According to D’Aguilar, “the Airport Authority is purchasing about 2,500 acres of land, an 11,000-foot runway, that was recently resurfaced, taxiways, ramps, etcetera, all for under $1 million”.
So, already, we’re looking at over $2 million dollars – $1 million to pay off staff and $1 million to buy the property. Then, according to the Minister, the government will spend about $1.5 million on repairs. That brings the total thus far to about $3.5 million.
And yet, there’s more.
D’ Aguilar estimates that it will cost between $40 – $50 million to rebuild the airport. In all, it could cost the government over $50 million dollars to buy, pay off staff and rebuild the airport.
Probably it’s a good thing that Hutchison is only charging them One Dollar.
After months of negotiations between the Government, the Grand Bahama Port Authority and Hutchison Whampoa, this is the deal the government came out with. For months, they were haggling over trying to obtain ownership of the GB Airport.
The facility was decimated by Hurricane Dorian in 2019, leaving national terminal flattened and the international terminal severely damaged. According to the government, Hutchison made it clear from the outset, that they had no interest in trying to repair the airport.
Minister of State for Grand Bahama, Kwasi Thompson told the media on a number of occasions, Hutchison’s stance. Even Aviation Minister repeated the now famous remarks, allegedly made by the giant Chinese Conglomerate.
Having already bought the Grand Lucayan and knowing that filling hotel beds will rely heavily on significant airlift, the government began negotiating with the principal owners to take over control of the GB airport.
It was a former GBPA Attorney, Carey Leonard, who strongly advised the government to “not get suckered” into just buying the loss-making Grand Bahama International Airport from Hutchison, but to try and secure a package deal that included both the airport and the Freeport Harbor Company.

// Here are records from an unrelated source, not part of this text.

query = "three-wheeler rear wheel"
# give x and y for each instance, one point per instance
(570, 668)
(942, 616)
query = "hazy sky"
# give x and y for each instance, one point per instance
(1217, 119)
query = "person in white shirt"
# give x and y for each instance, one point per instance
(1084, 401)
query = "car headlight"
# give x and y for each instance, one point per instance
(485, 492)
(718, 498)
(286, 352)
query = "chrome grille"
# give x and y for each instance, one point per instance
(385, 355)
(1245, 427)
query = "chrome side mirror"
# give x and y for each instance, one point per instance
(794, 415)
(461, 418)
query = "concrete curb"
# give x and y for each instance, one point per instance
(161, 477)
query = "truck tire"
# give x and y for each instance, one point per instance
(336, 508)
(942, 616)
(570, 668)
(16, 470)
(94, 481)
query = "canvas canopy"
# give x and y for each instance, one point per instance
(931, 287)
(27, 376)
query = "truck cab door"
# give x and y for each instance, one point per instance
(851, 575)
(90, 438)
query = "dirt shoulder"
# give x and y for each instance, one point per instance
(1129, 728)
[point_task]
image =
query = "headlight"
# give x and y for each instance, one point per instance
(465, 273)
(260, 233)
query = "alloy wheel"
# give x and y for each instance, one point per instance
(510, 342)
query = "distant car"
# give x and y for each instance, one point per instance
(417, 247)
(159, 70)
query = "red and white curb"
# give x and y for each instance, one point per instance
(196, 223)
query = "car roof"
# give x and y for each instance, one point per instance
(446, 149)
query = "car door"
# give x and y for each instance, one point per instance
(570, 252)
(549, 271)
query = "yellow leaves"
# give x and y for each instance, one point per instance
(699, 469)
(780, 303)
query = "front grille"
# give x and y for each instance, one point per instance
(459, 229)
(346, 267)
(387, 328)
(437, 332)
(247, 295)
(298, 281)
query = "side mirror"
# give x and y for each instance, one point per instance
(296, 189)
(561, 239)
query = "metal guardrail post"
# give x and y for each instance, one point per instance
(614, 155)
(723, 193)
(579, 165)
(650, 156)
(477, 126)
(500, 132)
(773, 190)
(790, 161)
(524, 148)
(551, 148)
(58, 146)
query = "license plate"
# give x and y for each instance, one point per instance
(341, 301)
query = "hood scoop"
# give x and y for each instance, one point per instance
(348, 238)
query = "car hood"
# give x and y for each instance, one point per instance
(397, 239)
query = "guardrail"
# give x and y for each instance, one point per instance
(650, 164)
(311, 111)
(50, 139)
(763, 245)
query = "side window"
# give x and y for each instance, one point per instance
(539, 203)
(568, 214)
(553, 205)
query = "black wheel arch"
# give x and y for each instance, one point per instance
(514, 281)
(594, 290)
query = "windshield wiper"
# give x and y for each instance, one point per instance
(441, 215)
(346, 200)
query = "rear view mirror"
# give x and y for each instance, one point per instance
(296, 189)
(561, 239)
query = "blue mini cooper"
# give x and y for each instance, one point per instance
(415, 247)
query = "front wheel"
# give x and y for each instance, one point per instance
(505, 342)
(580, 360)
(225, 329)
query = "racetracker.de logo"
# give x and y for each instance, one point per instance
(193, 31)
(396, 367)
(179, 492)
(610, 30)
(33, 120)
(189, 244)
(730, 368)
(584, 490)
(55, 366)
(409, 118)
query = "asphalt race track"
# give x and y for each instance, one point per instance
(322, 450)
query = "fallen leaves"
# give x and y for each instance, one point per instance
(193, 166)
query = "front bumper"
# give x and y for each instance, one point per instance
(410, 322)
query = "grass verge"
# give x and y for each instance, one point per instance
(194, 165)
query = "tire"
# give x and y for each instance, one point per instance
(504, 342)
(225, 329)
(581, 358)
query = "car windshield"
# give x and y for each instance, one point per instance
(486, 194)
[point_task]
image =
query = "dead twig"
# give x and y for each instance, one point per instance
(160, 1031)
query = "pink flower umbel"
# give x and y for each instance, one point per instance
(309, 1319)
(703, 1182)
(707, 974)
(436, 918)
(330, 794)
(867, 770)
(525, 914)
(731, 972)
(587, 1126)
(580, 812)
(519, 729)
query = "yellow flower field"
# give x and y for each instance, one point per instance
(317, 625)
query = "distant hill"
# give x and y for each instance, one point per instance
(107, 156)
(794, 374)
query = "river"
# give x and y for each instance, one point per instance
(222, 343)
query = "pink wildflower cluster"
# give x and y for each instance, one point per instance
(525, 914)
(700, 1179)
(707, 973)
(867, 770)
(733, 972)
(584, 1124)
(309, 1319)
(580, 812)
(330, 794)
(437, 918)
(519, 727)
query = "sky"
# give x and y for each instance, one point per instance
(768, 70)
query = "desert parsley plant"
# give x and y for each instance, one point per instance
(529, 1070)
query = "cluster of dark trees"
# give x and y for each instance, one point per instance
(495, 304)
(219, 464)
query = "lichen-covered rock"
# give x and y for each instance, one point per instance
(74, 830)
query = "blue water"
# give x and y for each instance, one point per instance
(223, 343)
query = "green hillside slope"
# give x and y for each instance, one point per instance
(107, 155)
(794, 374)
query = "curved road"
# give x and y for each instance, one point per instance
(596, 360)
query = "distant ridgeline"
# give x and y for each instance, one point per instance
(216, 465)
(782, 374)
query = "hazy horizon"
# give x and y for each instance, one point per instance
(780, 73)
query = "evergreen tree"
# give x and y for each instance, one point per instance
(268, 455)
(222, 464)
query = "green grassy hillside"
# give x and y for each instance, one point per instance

He said that the package deal would have provided sufficient earnings to avoid having to turn to the taxpayer for further multi-million-dollar subsidies.
“Government should, in its own mind, decide how quickly they are going to do this, because if they negotiate with Hutchison, Hutchison will negotiate them to death and try and hold you to ransom,” Leonard said back in November of 2019.
“I encourage the government do a compulsory acquisition and then argue over the value, if you must, in court. Deal with that afterwards. Just get the thing out of the hands of the current operator.”
And the government found out the hard way, on more than one occasion, just how Hutchison negotiates. Yet, they find themselves in the same position yet again.
Leonard’s suggestions went unheeded and the government pursued acquisition of just the Grand Bahama International Airport and now, it looks like they will have to pay a heavy price for it.
During his contribution to the debate, Minister Michael Pintard said that the airport at GB has been through much and has seen much devastation over the years. He added that the hard-economic situation in Grand Bahama and throughout the Bahamas, because of Covid-19, demands that something be done to try and bring back airlift to the island.
In her contribution to the debate, Pakesia Parker-Edgecombe, said that whatever the government does, is always done for the good of the people.
Hutchison is singing the same song, as they laugh all the way to the bank.
Minister D’Aguilar said that he expects the purchase to be completed “very shortly”, noting that once the sale is finalized, the asset will be transferred to the Airport Authority, which will create a special purpose vehicle to operate and redevelop the airport.
The government is hoping to rebuild the airport in Grand Bahama, as well as other airports throughout the Family Islands, through public/private partnerships. That may be the only saving grace for the government, in terms of saving some costs during the rebuild.
One good thing that could come out of the government acquiring the GB airport is that fees at the airport should be lower, which in turn should make ticket prices for Grand Bahamians much cheaper. Lower fees could mean more airlift and a boost to the Grand Bahamian economy.
However, the final overall cost to rebuild the Grand Bahama Airport is still uncertain and probably will not be known for a long time to come.